The refusal of the high court to hear arguments in her case — which was tossed out by a Rhode Island Superior Court judge in 2003 –– spells the end of a long legal battle Ryan has waged on her own, a battle that has cost her thousands of dollars as well as psychological trauma.
In denying Ryan’s petition asking it to review her case –– something that would include a full briefing and oral arguments before the nine justices — the high court offered no explanation. It simply said, “Petition denied.”
Ryan, 47, said she knew the chances were slim that the court would hear her appeal, which she and her husband of 25 years, Thomas Ryan, had filed on their own, without legal representation. In 2006 –– the latest year for which statistical records are available –– there were 8,857 cases that the court was asked to review. It chose to hear just 78 of those cases.
But Ryan fought to the end. She spent months preparing a 40-page petition asking the U.S. Supreme Court to hear arguments in her case because she felt that the Rhode Island courts had erred in dismissing her lawsuit. She also alleged that her constitutional rights had been violated by the state court system.

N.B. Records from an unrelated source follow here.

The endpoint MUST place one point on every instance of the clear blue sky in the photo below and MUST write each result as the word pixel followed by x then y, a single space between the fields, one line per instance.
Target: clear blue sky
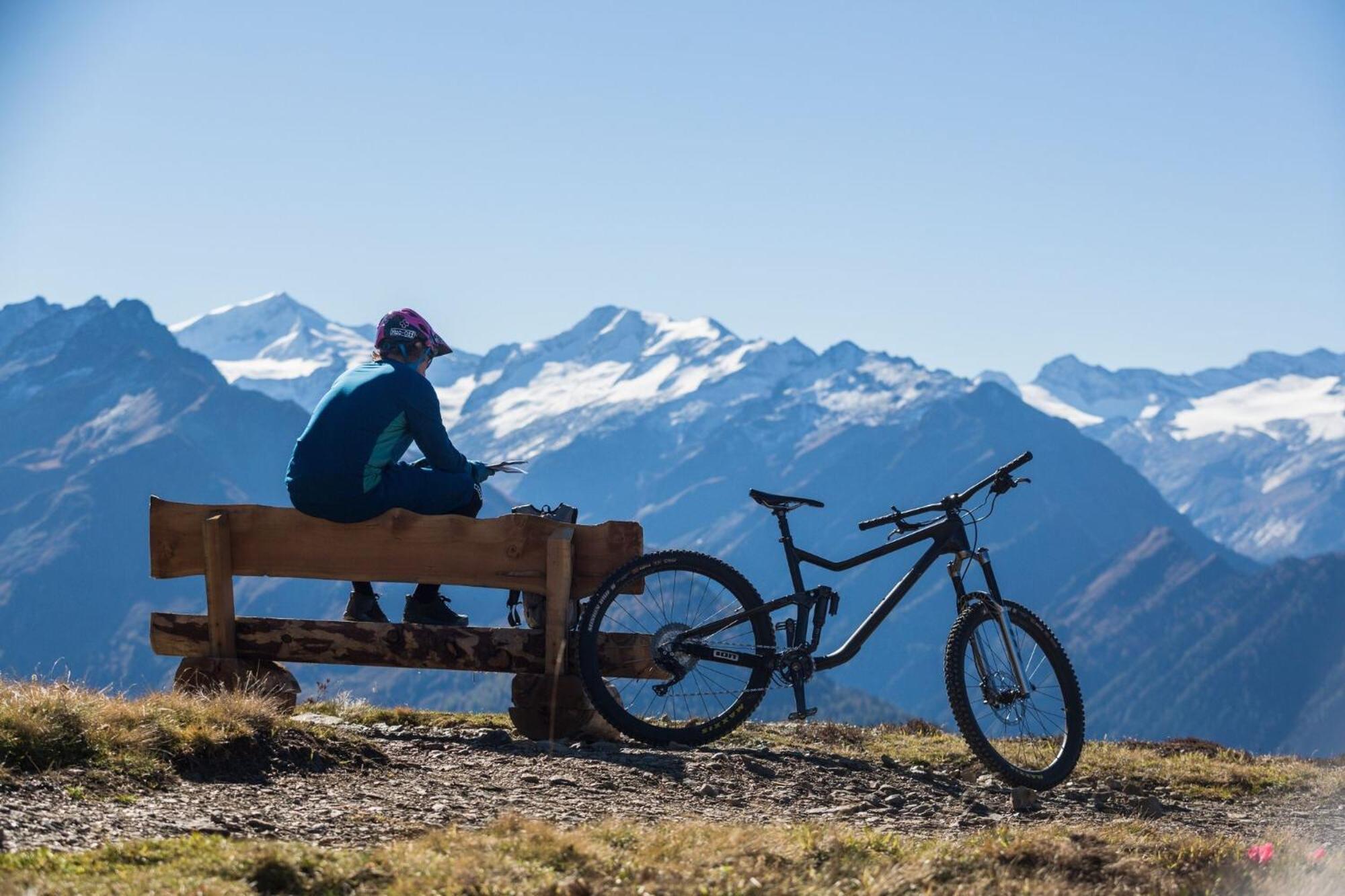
pixel 972 185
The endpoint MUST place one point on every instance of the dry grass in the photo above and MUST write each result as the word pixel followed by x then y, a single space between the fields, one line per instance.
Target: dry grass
pixel 50 725
pixel 517 856
pixel 364 713
pixel 1190 768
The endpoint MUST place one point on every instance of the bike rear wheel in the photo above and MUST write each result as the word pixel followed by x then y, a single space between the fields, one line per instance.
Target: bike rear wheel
pixel 681 589
pixel 1035 739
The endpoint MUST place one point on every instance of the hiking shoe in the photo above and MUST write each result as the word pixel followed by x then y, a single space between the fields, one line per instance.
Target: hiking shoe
pixel 364 608
pixel 432 611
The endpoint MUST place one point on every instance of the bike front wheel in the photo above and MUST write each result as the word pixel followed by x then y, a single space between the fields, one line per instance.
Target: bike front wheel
pixel 1030 739
pixel 652 600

In 1982, Ryan was raped in the bedroom of her Providence apartment by the now-deceased Monsignor Louis Ward Dunn, a priest whom she considered her surrogate father. He gave her away at her wedding and baptized her first child. Nonetheless, she decided to seek his prosecution and, in 1997, testified against Monsignor Dunn in a criminal trial. He was convicted of raping her. It was the first rape conviction of a priest in Rhode Island.
While she won justice in the criminal courts, her path through the civil-justice system has been less successful.
In 2002, Ryan was the only one of 38 victims who’d been abused by priests who would not participate in a $13.5-million settlement from the Diocese of Providence that was mediated through binding arbitration. When she balked because she wanted a trial, her lawyer decided he didn’t want to represent her anymore.
In 2003, Superior Court Judge Robert D. Krause dismissed Ryan’s lawsuit, saying she had waited too long to sue after being raped by Monsignor Dunn. This February, the Rhode Island Supreme Court rejected her appeal, agreeing with Krause. The court said Ryan and her husband had just 3 years to sue after the rape but had waited 13 years to do so.
For the past six years, Ryan has represented herself in trying to get a trial. She says she has spent more than $6,000 on transcripts alone.
In the papers she filed with the U.S. Supreme Court, she claimed that there was “no statute of limitations of a cover-up that continues to this day.”
Ryan said she gave up $400,000 because she wanted the opportunity to prove her allegations that local diocesan leaders had swept complaints against pedophile priests under the rug and had repeatedly transferred them from church to church, where they continued their sexual predation.
To date, the Diocese of Providence has produced files on 83 priests –– including Monsignor Dunn –– who have been accused over the years of sexual misconduct. Those records were produced after Ryan’s lawsuit was dismissed, as part of litigation brought by three men who say they were molested years ago by three different Rhode Island priests. But since those lawsuits against the diocese have settled pretrial, almost everything produced by the diocese remains under seal.